Monday, January 25, 2010

Glenn Greenwald in the dust-bin

If you were wondering where the link to Glenn Greenwald's blog on salon.com on the top left column of this page went, I deliberately erased it. Why?

The Supreme Court in a 5-4 decision overturned over 100 years of jurisprudence and struck down all limits on corporate spending on political campaigns. Glenn Greenwald supports that decision, which is fine by me. The basis of his reasoning is that the Bill of Rights, and specifically the First Amendment is absolute: either a law is consonant with the strict letter of the Constitution or it is not. Since
Congress shall make no law respecting an establishment of religion, or prohibiting the free exercise thereof; or abridging the freedom of speech, or of the press; or the right of the people peaceably to assemble, and to petition the Government for a redress of grievances.
there are no limits to free speech, and the Supreme Court decision is right. (There is more, on whether money is equivalent to speech, and whether corporations, but these are really digressions from the real issue).

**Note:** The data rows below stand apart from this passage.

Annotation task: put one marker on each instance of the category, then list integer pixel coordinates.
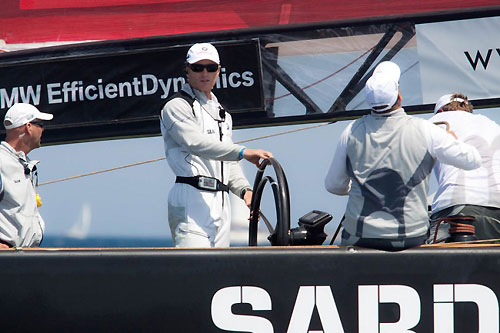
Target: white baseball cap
(382, 88)
(202, 51)
(22, 113)
(446, 99)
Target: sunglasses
(38, 123)
(198, 68)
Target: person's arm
(443, 146)
(237, 181)
(181, 125)
(337, 181)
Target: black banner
(98, 96)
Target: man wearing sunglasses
(199, 149)
(20, 222)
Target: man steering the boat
(20, 222)
(383, 161)
(474, 193)
(197, 134)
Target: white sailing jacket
(20, 222)
(193, 143)
(480, 186)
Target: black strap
(195, 182)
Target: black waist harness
(203, 183)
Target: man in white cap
(197, 134)
(20, 222)
(383, 161)
(476, 192)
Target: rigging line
(326, 77)
(162, 158)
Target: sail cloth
(47, 21)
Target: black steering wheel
(280, 236)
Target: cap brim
(45, 116)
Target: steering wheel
(280, 236)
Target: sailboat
(106, 58)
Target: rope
(326, 77)
(162, 158)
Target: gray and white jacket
(383, 162)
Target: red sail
(39, 21)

Again, so far, no complaints.

My view is different: the Bill of Rights does nothing to handle the competing claims against it. For instance, can the Muslim call for prayers be done over loudspeakers, as it is done in India? What about the right of people to a reasonable expectation of quiet? Do school students have unlimited free speech? What about school discipline? (The Supreme Court has upheld limits on students' rights on these very grounds.) The only way to balance these competing incompatible claims is to look at the outcomes and to decide which one is acceptable by contemporary standards and that is beneficient to society. The Congress has the task of making such choices (the courts can review them).

Glenn Greenwald does not accept this reasoning as even a legitimate point of view that we can agree to disagree on. For him only the absolutist reasoning is legitimate. As per him, those of us who share my reasoning are for the Constitution when it supports what we want and against it when it goes against us. His stance reminds me of that of the Islamic fundamentalist, to whom those who don't agree with him is munafiq.

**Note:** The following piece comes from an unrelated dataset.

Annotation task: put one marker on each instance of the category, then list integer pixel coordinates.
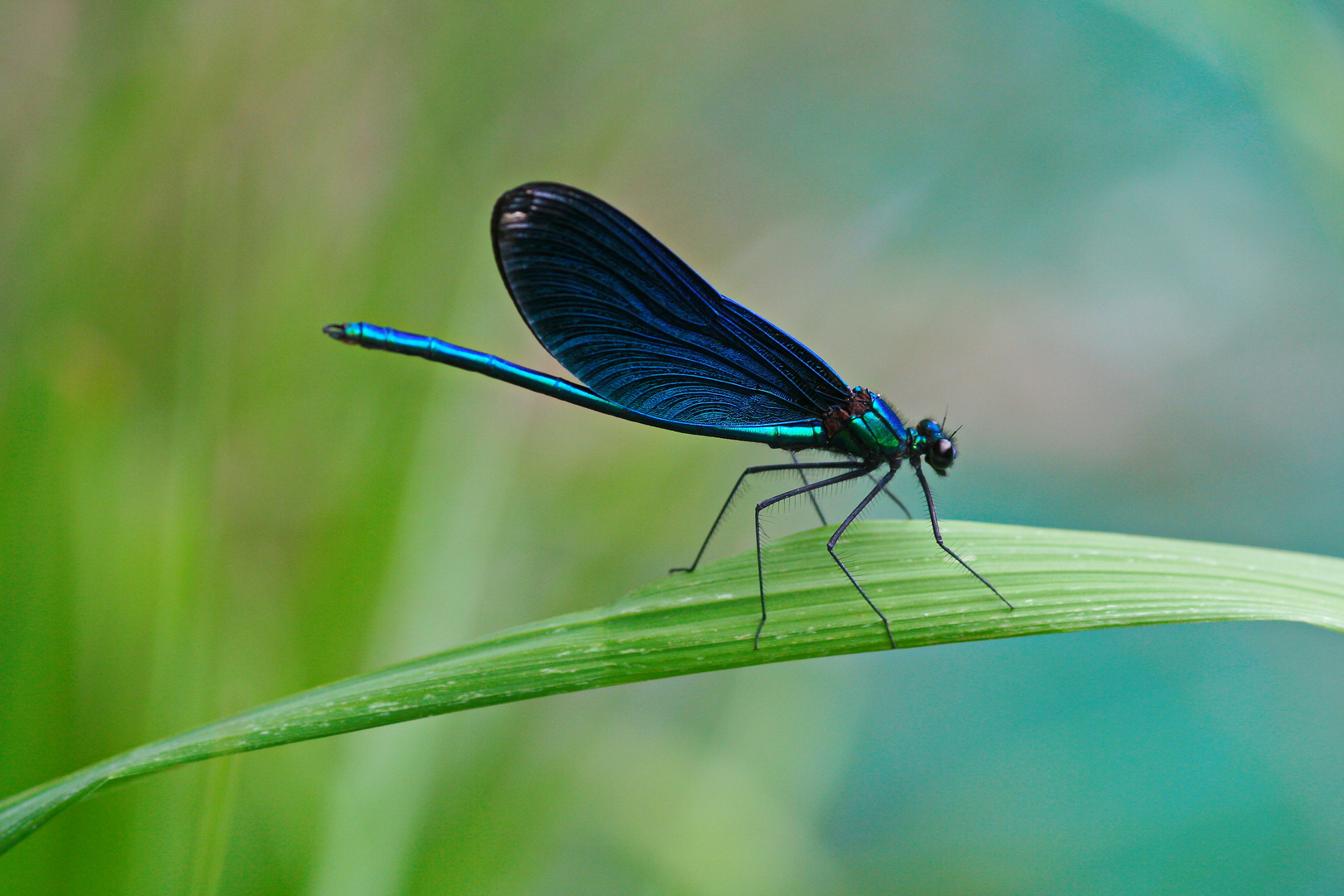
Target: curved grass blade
(1059, 581)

I can understand the absolutist point of view, its fear of slippery slopes - if we yield an inch to the Congress, it will take a mile. To absolutists, rights (as in the text of the Constitution) are given sacred text, rather than conventions the Founding Fathers engineered precisely by considering (the historical experience of) the outcomes of not following the conventions, the outcome of judicial decisions is not important, all that matters is the adherence to text. I happily agree that when we have no good guide, then following the text strictly may be the best thing to do. But the century-plus of legislation on this issue arose precisely because following the text strictly didn't work; and there is a century worth of just-as-distinguished justices who did not find this legislation to be abridging the First Amendment.

I don't support fundamentalists of any type, and Greenwald's recent articles establish him to be one, by my way of thinking. Hence the move to the trash.